As much as I preach against youth at some positions, Glines and Garrison are youngsters, as is Nolan Borgersen and Christian McStravick. The older guys aren't tremendous receiving threats, so unless someone comes from out of nowhere, there's a lot to keep an eye on. Jeff Smith, who was recruited as an ATH but started at QB last year because he was the next man up, couldn't complete a seven-yard pass, but he has lightning quick speed. He could be used on fly sweeps and jet options in the Loeffler offense.

5) BC's defense was highly rated across the board last year, is that expected to stay the same or have too many key players graduated?

There's no way BC can recreate the wheel with last year's defense. They were top-ranked in the nation despite having the world's worst offense, and it's the first time in recorded history you had the #1 defense paired with the dead last offense. It puts into perspective just how dominant they were. Over a four week span, the defense held Florida State, Northern Illinois, Duke, and Wake Forest to 14, 14, 9, and 3 points, respectively.

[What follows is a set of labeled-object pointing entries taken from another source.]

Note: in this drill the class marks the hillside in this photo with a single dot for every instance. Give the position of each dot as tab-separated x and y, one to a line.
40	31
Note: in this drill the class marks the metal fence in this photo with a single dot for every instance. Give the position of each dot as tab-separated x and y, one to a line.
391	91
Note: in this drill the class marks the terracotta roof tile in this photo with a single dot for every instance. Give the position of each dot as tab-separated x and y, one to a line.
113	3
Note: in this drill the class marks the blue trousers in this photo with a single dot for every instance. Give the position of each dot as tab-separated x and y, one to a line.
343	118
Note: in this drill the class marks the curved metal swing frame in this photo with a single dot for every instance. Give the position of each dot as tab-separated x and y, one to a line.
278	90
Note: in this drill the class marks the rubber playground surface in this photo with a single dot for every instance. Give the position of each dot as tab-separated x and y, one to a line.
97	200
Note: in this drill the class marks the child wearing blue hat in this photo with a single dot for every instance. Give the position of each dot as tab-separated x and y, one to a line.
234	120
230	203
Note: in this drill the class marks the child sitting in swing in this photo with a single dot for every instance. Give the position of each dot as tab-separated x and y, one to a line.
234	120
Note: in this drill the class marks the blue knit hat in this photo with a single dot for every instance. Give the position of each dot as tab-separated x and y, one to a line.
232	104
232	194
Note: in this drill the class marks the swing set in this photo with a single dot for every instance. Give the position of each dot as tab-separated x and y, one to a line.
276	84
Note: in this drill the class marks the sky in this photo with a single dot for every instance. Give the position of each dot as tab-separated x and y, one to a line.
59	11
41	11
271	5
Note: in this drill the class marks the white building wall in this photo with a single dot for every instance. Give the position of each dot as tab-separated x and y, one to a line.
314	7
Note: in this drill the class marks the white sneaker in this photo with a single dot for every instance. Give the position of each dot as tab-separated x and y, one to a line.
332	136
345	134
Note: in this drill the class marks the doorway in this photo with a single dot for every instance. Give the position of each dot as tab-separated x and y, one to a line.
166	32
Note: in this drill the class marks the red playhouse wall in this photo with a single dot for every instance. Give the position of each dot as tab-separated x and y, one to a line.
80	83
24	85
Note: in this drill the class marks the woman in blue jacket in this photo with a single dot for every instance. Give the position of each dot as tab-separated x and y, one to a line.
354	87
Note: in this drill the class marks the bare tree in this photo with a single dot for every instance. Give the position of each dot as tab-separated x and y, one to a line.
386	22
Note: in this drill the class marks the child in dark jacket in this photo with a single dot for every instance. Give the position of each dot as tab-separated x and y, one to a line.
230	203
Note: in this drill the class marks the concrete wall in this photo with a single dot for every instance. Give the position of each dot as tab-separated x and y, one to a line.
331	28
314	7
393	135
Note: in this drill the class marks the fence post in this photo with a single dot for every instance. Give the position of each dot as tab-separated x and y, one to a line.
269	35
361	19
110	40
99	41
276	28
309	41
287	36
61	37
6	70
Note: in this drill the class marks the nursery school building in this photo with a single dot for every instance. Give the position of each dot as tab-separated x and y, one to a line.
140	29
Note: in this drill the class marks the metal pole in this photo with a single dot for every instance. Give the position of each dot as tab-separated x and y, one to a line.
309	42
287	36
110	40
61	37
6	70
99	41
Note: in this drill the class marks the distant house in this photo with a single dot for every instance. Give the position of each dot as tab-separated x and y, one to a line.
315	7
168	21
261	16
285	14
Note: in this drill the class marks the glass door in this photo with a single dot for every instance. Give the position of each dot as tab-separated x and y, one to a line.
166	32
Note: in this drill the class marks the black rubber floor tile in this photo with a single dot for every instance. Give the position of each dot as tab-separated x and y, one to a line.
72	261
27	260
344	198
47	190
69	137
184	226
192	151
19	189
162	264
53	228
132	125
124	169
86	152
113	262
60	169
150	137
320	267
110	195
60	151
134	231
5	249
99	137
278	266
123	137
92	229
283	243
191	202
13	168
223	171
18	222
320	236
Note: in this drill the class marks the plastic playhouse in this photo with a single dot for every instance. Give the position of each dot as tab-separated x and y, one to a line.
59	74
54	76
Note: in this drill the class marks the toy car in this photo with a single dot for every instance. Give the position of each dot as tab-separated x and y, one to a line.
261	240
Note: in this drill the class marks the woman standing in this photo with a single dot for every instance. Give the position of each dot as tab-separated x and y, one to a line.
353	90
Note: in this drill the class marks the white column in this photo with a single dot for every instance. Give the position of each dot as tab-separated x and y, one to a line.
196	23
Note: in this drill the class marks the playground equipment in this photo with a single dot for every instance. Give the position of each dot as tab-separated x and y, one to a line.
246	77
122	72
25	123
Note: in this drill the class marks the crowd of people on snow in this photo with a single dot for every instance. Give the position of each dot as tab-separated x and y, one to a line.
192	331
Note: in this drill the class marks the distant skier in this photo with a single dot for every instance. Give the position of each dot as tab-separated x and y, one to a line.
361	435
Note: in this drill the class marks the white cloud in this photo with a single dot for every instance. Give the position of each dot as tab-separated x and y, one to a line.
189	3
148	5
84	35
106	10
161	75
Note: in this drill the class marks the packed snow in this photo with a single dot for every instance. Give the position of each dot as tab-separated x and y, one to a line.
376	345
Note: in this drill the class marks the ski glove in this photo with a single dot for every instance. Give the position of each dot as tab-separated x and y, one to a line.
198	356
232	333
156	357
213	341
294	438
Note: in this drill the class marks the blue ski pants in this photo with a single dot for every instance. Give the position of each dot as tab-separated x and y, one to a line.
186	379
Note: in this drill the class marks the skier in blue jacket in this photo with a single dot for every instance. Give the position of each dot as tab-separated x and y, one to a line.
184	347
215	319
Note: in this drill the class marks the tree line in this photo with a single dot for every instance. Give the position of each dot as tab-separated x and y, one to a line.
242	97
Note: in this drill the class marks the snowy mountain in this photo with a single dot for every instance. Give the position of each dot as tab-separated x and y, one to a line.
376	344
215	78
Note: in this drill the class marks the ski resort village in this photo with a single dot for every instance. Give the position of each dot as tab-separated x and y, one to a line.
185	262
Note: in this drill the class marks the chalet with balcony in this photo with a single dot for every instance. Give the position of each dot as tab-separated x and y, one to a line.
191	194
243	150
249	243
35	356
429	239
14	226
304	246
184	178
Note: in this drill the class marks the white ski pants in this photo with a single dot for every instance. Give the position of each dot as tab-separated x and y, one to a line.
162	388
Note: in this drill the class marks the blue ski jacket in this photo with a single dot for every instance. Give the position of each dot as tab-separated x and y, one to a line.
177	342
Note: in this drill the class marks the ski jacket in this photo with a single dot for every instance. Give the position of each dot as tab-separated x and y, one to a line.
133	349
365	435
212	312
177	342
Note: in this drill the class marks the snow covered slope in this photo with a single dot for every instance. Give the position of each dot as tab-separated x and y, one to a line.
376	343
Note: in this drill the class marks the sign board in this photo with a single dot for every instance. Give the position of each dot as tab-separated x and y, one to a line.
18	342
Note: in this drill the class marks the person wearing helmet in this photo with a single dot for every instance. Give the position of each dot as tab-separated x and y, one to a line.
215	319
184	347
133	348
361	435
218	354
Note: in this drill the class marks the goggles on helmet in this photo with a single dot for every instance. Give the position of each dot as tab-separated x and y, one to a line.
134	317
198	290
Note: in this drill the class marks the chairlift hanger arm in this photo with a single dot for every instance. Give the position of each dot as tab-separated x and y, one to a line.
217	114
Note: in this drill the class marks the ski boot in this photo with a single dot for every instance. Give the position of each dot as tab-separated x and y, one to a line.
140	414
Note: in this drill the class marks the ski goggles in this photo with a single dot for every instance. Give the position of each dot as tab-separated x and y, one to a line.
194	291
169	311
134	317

Yet somehow the team went 1-3 with their only win coming by a field goal over NIU. Later in the year, they got beat up a little bit, found a couple of guys on the injured list, and still held #4 Notre Dame to 19 points at Fenway Park. It was by far the most elite group you could find.

The good news for BC is that they return some key guys on the defensive line and secondary while having a clear succession plan where they've lost others. Steven Daniels is gone, for example, but Matt Milano should fill in for him. Justin Simmons is gone from the secondary, but they return nearly every other piece of the defensive backfield. Mehdi Abdesmad is off the line, but Truman Gutapfel is back - a guy who has the nickname "War Daddy."

I'm only concerned by the defense because 1) it's impossible to be that good again and 2) there's a new defensive coordinator. Don Brown, who you guys graciously donated to us back in 2013, is off to Michigan, replaced by Jim Reid, a guy who, like Brown, is a former FCS head coaching legend who is originally from the area. Reid was the linebackers coach at Iowa before coming to BC, and it'll be really intriguing if he phases in his defense or works with the base 4-3 BC's used for what feels like forever.

From my perspective, I don't think BC will be as good as they were last year, but if they're reasonably close, you have to assume they'll be better on offense, which will help. Can't get much worse.

6) Any restaurant or bar recommendations for Chestnut Hill and surrounding areas?

It depends on where you're staying. I'm a big fan of the Stockyard over in Brighton. There's a satellite lot at the WGBH building where people park and take school buses over to BC on game day, and the steakhouse is right across the street. That's a little higher class, though, and it will run you about $30 for a damn good piece of steak.

If you're looking to swill some brew, Union St. in Newton Centre is driving distance from BC, and there's a Miller's Ale House at the Arsenal in Watertown. Coolidge Corner Clubhouse in Brookline is pretty awesome, and I've seen Theo Epstein eating there. It's close to a place called Zaftig's, which isn't a bar per se but dishes out some grossly unhealthy meals like my grandmother used to make. Those are reasonably close to BC, which sits right at the junction of Allston/Brighton, Boston, Newton, and Watertown/points west.

My only recommendation is to pay attention to the train if you're taking that. The green line goes to Boston College, but you have to take train labeled with a B. If you're on a C or D train, you're not going to head towards BC. At the same time, if you're on the C or D trains, you have to double back all the way to Kenmore over by Fenway in order to get on the right train. The ride from Kenmore to BC can run you an hour because it's a street trolley car, and it runs right through Boston University, which has a number of fine establishments serving food and grog as well on Comm Ave. Boston might be small and quaint, but it can be hard to navigate and totally inaccessible.